Una salvezza, una religione, un Dio
Per l'appunto. Pare invece che si voglia far credere che ci sia una via privilegiata di salvazione per gli Ebrei, i quali sarebbero esenti da ogni Redenzione; e non piuttosto dire e credere che i Padri veterotestamentari furono in realtà i primi "cristiani", poichè credenti nel Messia promesso e nella ricostituzione dell'ordine perduto nell'Eden. Genesi e Deuteronomio sono disseminate di fede "cristiana", poichè Abramo e Mosè sono ben consapevoli di essere passaggi di un percorso che consegnerà lo scettro di Giuda a colui a cui spetta.
E il monito di Gv 5, 45-47 è severo: Si enim crederetis Moysi, crederetis forsitan et mihi; de me enim ille scripsit.
Non cè spazio alcuno per divagazioni: l'ebraismo non esiste! La storia della salvezza è, nasce e si sviluppa come cristiana, come prefigurazione e tensione dinamica in Veritatem.
Io preferisco vederlo al contrario: l'ebraismo è il protocristianesimo.
E tuttavia, ritengo la nozione ebraismo tutta culturale e meramente politica; designa cioè non il popolo eletto (assunto smentito peraltro dalla genealogia matteana che annovera addirittura la moabita Rut; ma anche dalla stessa Genesi con l'insistenza sulla posterità e sulla universalità della salvezza, di cui è strumento o mediatore storico Abramo), ma una società che va configurandosi sempre più come nazione: appare quindi sempre più deformato il disegno divino primigenio di Redenzione in chiave nazionalista ed esclusivista.

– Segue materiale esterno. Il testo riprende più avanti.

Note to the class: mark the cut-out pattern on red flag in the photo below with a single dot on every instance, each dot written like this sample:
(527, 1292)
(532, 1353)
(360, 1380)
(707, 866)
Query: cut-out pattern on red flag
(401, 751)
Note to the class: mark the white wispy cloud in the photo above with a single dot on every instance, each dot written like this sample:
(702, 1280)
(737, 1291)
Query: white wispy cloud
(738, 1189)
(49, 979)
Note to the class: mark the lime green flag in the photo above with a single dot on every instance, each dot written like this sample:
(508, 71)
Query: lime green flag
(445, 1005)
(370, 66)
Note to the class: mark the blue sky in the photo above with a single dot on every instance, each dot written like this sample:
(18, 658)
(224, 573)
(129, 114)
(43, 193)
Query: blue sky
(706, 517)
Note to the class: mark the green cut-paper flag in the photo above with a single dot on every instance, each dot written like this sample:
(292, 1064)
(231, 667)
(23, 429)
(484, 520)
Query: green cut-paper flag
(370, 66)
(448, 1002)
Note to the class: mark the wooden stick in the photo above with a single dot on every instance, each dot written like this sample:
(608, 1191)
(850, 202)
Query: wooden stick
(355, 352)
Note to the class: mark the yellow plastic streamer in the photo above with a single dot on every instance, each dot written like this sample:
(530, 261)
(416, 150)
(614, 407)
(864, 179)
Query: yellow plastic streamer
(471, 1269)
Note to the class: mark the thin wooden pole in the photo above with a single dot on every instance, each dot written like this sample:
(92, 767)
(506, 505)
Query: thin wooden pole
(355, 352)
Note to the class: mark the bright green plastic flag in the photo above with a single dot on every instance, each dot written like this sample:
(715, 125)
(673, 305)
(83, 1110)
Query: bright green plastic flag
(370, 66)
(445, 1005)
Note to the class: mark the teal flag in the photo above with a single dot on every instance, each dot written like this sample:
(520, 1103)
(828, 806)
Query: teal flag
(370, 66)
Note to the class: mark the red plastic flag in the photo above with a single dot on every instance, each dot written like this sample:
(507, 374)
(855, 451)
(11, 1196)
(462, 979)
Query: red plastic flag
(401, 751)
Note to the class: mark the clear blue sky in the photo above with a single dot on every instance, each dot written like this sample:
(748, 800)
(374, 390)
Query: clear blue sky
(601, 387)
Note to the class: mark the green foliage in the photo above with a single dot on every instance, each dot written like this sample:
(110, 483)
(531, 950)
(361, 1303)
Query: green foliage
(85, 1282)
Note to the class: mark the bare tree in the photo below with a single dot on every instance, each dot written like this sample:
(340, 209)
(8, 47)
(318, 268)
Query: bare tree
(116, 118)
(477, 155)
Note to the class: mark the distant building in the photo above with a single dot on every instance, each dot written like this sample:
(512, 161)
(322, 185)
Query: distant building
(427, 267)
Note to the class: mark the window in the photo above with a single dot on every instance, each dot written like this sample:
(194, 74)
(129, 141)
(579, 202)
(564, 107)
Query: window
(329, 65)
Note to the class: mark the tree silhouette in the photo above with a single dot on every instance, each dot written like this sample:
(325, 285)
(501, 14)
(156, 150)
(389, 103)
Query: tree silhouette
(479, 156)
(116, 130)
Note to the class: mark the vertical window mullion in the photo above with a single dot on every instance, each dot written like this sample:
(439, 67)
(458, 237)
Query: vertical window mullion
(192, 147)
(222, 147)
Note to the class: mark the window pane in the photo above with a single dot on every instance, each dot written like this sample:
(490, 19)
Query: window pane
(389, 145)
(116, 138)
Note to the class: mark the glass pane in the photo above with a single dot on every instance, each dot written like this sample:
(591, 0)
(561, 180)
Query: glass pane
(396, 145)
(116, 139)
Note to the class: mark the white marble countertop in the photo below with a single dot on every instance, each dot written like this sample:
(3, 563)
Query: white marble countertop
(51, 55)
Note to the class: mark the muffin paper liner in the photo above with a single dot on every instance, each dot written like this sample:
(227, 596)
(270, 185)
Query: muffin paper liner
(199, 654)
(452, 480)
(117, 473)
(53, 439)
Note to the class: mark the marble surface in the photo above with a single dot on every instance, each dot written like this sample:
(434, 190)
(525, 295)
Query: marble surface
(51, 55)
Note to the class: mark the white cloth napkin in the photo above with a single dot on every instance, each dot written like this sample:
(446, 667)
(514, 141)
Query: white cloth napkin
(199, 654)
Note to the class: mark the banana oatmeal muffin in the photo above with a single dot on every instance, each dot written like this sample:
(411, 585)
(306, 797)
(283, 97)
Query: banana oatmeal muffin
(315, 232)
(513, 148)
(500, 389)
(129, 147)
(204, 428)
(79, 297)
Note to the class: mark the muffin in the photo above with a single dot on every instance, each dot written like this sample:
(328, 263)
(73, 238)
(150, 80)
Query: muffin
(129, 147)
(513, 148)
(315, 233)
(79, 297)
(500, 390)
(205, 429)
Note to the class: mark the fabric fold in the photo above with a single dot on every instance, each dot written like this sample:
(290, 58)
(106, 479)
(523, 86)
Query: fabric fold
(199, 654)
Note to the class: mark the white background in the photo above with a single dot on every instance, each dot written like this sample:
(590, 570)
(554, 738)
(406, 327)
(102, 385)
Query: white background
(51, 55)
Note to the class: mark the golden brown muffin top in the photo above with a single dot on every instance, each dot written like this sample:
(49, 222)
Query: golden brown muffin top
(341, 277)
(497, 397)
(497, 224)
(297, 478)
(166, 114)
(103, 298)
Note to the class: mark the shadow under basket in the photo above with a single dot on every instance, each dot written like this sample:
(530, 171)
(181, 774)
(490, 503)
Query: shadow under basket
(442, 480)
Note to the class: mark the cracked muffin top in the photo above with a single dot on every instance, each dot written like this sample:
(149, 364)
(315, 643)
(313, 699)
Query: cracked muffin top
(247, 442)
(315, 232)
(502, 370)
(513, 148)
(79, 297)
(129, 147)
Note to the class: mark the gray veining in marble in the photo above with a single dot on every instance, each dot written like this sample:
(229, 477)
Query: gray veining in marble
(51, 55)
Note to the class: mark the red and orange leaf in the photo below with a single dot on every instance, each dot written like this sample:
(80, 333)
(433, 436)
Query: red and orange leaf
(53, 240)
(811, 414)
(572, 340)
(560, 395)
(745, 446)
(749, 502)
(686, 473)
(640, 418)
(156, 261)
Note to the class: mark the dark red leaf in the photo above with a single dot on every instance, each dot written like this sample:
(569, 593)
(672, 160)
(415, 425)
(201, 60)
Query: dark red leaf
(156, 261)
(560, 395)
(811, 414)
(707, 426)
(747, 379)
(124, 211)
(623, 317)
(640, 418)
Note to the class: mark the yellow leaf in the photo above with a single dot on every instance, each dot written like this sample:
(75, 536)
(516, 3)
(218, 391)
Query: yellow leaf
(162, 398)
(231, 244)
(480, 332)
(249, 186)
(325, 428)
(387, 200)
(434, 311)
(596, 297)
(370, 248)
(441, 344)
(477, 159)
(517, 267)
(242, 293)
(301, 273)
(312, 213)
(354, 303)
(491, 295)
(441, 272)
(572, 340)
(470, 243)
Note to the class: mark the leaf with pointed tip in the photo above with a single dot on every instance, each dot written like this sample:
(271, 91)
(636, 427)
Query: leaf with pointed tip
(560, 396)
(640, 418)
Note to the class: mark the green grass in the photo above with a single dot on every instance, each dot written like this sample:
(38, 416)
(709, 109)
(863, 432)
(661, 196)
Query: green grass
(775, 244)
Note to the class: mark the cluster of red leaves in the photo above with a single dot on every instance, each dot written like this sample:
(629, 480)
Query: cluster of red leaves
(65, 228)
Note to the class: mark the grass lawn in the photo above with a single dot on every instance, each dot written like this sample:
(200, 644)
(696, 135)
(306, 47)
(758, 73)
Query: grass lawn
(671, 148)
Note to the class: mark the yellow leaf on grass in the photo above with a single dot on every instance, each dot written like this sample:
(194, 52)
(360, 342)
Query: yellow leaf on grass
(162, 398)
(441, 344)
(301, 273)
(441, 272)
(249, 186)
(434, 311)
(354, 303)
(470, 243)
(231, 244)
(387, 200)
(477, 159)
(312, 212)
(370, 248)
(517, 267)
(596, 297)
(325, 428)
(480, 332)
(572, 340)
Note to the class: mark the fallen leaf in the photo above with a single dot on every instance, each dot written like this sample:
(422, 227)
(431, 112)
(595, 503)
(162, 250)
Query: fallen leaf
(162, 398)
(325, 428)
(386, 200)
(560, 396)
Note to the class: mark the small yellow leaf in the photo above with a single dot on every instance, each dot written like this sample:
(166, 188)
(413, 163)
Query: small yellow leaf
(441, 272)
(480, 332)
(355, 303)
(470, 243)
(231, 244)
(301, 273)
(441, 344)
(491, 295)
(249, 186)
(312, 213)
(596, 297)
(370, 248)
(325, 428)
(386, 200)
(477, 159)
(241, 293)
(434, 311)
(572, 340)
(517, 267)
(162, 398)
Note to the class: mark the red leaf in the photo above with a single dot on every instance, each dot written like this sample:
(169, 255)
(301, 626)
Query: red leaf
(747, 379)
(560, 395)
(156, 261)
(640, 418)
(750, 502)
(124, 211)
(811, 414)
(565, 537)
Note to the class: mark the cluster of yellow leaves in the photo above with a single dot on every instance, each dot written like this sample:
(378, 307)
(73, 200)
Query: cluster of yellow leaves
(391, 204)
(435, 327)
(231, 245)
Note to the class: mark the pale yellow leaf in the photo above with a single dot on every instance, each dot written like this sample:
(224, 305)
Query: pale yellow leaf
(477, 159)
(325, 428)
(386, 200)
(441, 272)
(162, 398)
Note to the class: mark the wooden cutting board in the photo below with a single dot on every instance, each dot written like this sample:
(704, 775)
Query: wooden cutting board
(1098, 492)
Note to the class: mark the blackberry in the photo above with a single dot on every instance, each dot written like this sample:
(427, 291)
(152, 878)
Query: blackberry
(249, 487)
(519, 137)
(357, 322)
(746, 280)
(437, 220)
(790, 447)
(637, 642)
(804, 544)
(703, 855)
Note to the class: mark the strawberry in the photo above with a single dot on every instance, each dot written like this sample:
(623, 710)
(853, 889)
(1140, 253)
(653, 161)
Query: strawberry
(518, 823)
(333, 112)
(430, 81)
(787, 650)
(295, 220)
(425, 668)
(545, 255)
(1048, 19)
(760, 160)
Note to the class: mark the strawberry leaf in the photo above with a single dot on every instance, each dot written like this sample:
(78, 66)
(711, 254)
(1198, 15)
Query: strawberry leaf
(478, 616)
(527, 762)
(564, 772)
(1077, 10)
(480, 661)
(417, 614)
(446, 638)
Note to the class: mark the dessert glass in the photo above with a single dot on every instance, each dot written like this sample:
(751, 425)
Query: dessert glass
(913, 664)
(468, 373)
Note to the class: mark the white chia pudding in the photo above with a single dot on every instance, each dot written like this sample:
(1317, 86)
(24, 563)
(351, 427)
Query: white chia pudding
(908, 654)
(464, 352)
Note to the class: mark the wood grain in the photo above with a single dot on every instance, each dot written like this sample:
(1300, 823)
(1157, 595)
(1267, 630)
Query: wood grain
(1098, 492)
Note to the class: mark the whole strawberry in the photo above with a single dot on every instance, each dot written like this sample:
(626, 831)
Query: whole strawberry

L'elezione è la garanzia di una potestà, piuttosto che vocazione all'Eden perduto.
Nell'Apocalisse di Baruc e nel Talmud è presentata come imminente la venuta dell'Eletto di Dio che sbaraglierà i nemici d'Israele, a cui tutto il mondo dovrà sottomettersi.
Tacito scrive nelle sue Historiae:
Molti erano convinti che fosse scritto in antichi libri sacerdotali che intorno a quel tempo (parla della distruzione di Gerusalemme, ndr) l'oriente doveva divenire potente e i giudei impadronirsi del mondo (Hist., V-13).